In the early fifteenth century, Portuguese sailors reached a becalmed part of the Atlantic Ocean, coated with mats of gold-brown seaweed. Under windless skies, their ships drifted idly with the currents. The sailors named the seaweed Sargassum — after its resemblance to a Portuguese plant — and the region eventually became known as the Sargasso Sea.
Initially thought to be an oceanic desert, this part of the Atlantic is now recognized as a watery rainforest. It is one of Earth’s most rare and valuable marine ecosystems, so rich in nutrients that eels travel thousands of kilometres from rivers in Europe and the Americas to breed there.
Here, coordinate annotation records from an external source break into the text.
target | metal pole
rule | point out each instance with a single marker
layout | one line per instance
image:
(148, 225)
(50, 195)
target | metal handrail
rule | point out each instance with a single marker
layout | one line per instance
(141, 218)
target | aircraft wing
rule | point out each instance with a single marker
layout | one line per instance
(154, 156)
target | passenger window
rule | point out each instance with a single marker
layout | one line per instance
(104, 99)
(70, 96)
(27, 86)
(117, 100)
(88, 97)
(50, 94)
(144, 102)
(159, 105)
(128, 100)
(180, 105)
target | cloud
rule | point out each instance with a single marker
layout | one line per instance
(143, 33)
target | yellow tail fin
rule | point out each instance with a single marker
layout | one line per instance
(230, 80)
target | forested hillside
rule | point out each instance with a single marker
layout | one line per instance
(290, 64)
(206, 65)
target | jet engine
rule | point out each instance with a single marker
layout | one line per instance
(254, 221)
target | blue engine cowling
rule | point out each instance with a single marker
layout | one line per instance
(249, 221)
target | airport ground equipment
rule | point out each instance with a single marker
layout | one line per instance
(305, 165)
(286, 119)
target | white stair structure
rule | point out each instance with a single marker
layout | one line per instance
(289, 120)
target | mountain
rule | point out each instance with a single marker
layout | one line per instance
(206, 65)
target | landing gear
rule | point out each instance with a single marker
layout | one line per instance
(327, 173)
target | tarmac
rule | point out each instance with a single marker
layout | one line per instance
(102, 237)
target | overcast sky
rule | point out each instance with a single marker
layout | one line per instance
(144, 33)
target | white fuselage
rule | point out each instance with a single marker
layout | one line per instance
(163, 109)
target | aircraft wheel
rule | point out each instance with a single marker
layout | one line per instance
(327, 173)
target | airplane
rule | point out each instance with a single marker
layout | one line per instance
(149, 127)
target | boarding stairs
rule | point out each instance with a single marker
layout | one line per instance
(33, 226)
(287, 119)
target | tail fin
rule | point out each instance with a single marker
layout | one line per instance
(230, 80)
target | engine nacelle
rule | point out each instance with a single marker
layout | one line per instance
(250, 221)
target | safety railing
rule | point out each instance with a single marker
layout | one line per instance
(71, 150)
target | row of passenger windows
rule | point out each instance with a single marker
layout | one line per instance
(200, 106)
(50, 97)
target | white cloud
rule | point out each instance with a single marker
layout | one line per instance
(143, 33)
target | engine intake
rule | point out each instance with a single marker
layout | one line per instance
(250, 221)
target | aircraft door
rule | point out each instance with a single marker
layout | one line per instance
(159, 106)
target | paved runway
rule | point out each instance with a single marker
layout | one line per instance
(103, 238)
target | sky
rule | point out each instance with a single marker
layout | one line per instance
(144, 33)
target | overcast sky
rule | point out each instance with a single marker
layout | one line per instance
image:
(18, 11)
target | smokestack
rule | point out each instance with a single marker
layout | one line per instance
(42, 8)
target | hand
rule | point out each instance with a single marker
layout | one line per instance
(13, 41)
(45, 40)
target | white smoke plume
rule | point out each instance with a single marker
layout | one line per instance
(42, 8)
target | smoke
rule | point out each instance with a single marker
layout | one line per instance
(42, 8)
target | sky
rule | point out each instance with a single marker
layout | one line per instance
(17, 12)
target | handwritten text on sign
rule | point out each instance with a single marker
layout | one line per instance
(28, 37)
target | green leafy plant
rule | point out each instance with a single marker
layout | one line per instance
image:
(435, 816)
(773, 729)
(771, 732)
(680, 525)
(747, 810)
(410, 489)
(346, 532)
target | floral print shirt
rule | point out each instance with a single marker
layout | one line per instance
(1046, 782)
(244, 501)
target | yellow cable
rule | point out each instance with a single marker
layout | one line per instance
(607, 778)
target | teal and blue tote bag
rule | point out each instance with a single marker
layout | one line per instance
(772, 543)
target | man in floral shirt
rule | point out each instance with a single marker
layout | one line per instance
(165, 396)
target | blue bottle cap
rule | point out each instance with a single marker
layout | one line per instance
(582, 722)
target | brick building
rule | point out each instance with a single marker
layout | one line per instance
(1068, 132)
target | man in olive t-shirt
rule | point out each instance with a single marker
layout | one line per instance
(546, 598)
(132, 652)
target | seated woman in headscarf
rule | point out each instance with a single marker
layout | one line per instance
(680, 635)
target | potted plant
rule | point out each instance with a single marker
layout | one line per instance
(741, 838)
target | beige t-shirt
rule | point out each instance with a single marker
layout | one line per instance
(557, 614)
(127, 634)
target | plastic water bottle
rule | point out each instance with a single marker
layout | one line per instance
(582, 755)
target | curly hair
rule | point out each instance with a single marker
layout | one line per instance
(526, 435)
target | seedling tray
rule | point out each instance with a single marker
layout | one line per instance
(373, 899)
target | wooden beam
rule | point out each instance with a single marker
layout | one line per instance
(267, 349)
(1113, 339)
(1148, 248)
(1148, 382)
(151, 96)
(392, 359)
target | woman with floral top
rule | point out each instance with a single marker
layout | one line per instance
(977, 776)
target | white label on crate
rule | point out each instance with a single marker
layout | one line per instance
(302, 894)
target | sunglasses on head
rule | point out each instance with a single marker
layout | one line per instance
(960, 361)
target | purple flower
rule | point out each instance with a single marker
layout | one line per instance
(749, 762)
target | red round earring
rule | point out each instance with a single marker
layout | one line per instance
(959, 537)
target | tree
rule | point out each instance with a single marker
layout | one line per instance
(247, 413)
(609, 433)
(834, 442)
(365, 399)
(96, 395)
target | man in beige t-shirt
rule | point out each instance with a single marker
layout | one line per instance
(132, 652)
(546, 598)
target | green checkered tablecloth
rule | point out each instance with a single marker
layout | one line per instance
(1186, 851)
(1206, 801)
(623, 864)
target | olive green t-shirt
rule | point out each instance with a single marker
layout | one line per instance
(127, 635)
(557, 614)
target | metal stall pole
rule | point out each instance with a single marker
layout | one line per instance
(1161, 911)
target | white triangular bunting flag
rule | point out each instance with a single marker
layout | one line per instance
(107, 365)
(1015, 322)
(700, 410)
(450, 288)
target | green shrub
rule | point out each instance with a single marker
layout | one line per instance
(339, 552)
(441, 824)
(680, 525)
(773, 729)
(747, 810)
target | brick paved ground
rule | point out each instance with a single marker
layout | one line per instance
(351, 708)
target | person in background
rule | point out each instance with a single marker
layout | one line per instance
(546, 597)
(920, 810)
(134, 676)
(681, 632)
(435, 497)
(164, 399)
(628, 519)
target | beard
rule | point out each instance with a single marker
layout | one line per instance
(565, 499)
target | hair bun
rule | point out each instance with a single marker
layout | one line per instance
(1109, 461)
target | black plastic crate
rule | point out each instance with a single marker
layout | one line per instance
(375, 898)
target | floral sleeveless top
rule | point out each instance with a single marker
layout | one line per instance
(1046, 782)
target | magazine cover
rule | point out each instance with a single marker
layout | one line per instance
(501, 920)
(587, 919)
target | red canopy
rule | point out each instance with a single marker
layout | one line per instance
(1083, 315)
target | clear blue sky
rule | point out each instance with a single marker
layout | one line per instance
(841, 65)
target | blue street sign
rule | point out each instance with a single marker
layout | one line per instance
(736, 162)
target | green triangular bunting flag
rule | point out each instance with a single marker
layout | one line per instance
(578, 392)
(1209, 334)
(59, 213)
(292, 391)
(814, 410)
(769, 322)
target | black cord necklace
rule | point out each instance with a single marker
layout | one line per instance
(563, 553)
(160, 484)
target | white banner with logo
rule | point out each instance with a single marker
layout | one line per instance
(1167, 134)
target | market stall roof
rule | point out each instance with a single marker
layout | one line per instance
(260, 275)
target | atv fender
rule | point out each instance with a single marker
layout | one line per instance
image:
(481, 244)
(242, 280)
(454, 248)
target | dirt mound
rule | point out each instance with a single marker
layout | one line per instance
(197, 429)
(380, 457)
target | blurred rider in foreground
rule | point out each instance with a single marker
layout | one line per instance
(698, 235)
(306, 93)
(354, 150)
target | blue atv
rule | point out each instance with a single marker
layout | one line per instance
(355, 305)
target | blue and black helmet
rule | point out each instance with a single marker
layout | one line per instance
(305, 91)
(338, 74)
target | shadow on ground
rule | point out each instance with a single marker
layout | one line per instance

The Sargasso Sea is a clockwise circulating gyre that encompasses nearly two-thirds of the North Atlantic Ocean, unique in being the world's only sea that does not have a coastline; circulating ocean currents accumulate “floating reefs” of brown Sargassum seaweed to create its only border. You'll also find here free-floating brown macroalgae (phaeophyta) - the golden rainforest of the sea. The Sargasso Sea is home to several iconic species including the Bluefin tuna, eels, sea turtles, the endangered Bermuda Petrel (seabird) and the critically endangered Porbeagle shark which is threatened by overfishing and the North Atlantic “garbage patch” of consolidated plastic waste.
But the Sargasso Sea is also one of the dirtiest and most damaged parts of the open ocean. The gyre of currents that bounds this shoreless sea entraps vast amounts of plastic waste, and fish stocks are declining in the now-busy shipping route.